The Diagnostic Challenge: Is it Depression or Bipolar Disorder?
The Diagnostic Challenge: Is it Depression or Bipolar Disorder?
From The Quarterly, Summer 2011
The depressive symptoms associated with both disorders can make diagnosis a challenge. Major depressive disorder (MDD) is sometimes called unipolar depression – its characteristic mood points in only one direction, “down.” In contrast, bipolar disorder points toward both affective “poles,” both down and up, in cycles whose length and intensity vary from person to person.
The down phase of bipolar disorder (BPD) is major depression, with all of the seriousness experienced in MDD. But in BPD it alternates with a manic “up” mood. “These manic episodes are not pleasant,” explains Dr. Manji. “We’re talking about being excessively revved up; not sleeping; thoughts going a mile a minute. You lose contact with reality—judgment goes out the window. You do reckless things.”
In one variant of bipolar illness called Bipolar II, the mania is called hypomania, and it’s notably milder. For that reason, Bipolar II is often assumed—incorrectly—to be less dangerous. “You are a little more energetic than normal, your thoughts are going a little bit faster; you seem more creative; you’re the life of the party.” But this makes it easy to downplay the situation, or miss a diagnosis. In fact, people with Bipolar II disorder often spend more time depressed than people with Bipolar I.
To be clear: people with Bipolar I and II differ in the intensity of the manic phase, but both suffer from terrible depressions that increase the potential for suicide. Both disorders are also highly recurrent, “another big problem, because there is a temptation to treat what is right in front of you,” says Dr. Manji, regardless of whether it’s the up or down phase. But people with bipolar disorder must be treated for both the depressive and manic phases. And ideally in ways that prevent the emergence of either manic or depressive episodes.
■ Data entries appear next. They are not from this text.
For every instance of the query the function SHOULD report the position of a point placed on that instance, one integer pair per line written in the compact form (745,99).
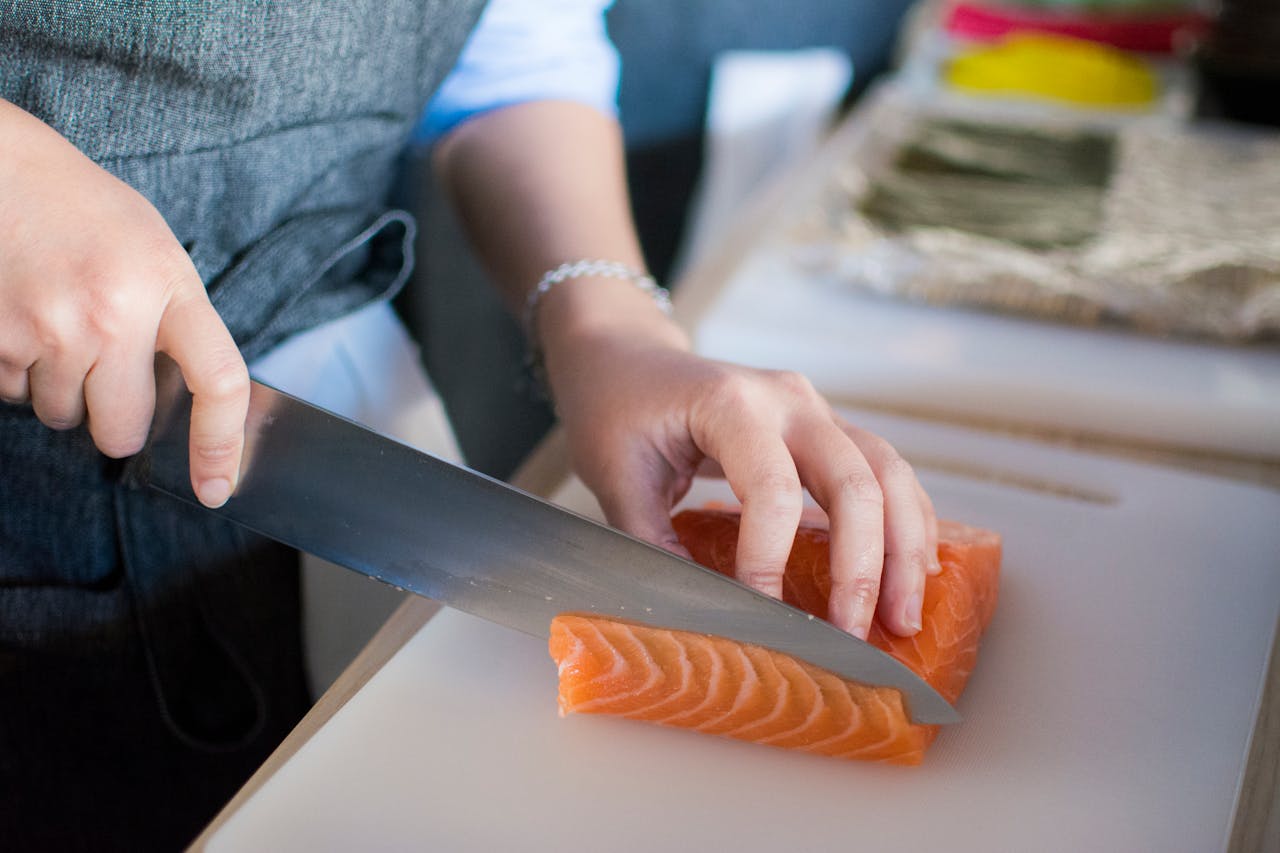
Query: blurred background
(668,49)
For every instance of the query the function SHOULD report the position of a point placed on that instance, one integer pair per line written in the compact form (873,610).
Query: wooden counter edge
(1256,820)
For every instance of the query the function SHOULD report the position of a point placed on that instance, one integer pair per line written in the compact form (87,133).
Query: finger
(56,388)
(193,334)
(119,397)
(766,482)
(840,478)
(712,469)
(644,509)
(931,530)
(14,386)
(906,555)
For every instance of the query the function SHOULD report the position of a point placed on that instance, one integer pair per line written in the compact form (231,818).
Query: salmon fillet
(735,689)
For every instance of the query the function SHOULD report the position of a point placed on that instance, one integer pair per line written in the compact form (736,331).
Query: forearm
(542,183)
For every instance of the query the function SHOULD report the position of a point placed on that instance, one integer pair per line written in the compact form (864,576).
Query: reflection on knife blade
(339,491)
(722,687)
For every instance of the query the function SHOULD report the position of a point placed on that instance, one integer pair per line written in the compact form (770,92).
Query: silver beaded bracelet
(581,269)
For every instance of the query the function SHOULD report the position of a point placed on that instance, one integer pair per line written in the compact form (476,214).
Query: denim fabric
(264,132)
(149,652)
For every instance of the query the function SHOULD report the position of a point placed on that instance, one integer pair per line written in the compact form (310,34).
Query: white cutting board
(1110,710)
(887,352)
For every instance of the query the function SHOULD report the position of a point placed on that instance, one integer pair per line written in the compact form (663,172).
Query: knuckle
(859,488)
(897,470)
(796,384)
(731,392)
(216,451)
(760,578)
(776,491)
(225,379)
(172,264)
(59,419)
(863,589)
(120,446)
(913,556)
(59,327)
(112,310)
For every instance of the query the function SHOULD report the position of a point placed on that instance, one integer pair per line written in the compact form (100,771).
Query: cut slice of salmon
(735,689)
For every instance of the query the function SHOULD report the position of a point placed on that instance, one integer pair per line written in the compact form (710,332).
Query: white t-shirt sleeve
(525,50)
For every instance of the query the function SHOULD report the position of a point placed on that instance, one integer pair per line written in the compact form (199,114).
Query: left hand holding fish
(644,415)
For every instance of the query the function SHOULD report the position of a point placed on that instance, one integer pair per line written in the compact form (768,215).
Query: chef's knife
(342,492)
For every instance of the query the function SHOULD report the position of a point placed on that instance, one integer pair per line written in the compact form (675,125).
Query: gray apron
(149,655)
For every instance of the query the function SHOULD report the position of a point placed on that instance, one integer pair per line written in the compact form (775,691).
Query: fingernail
(913,611)
(213,493)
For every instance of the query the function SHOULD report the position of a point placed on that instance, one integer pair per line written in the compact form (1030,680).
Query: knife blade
(339,491)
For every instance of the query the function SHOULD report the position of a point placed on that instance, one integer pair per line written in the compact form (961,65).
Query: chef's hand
(92,284)
(643,415)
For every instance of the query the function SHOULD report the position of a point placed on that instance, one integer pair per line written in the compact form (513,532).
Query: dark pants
(150,653)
A person with undiagnosed bipolar disorder can be misdiagnosed as “only” having depression if seen by a doctor during a “down” phase. The problem is that some patients are indeed only depressed – they have MDD, but not bipolar disorder. How can someone going through his or her first major depressive episode know? This is a challenge for the diagnosing physician, because there is a natural temptation to prescribe an antidepressant drug to control the depression. But, Dr. Manji notes, antidepressants can actually trigger hypomania/mania in people who have bipolar disorder and are not “just” depressed. So the question becomes: who is depressed, and who is depressed but also manic?
In fact, a doctor has no way of knowing for certain when treating a young patient for a first depressive episode and no prior history of mania. The doctor will take a very careful history, hoping to identify any previous episodes of mania or depression, which may have been missed. However, no biological test yet exists for diagnosing any mood disorder; thus, “when the index of suspicion for bipolarity is high,” Dr. Manji says, “the usual course of action is to give the first-time patient a mood-stabilizing drug, such as lithium, rather than, say, only an antidepressant like Prozac.”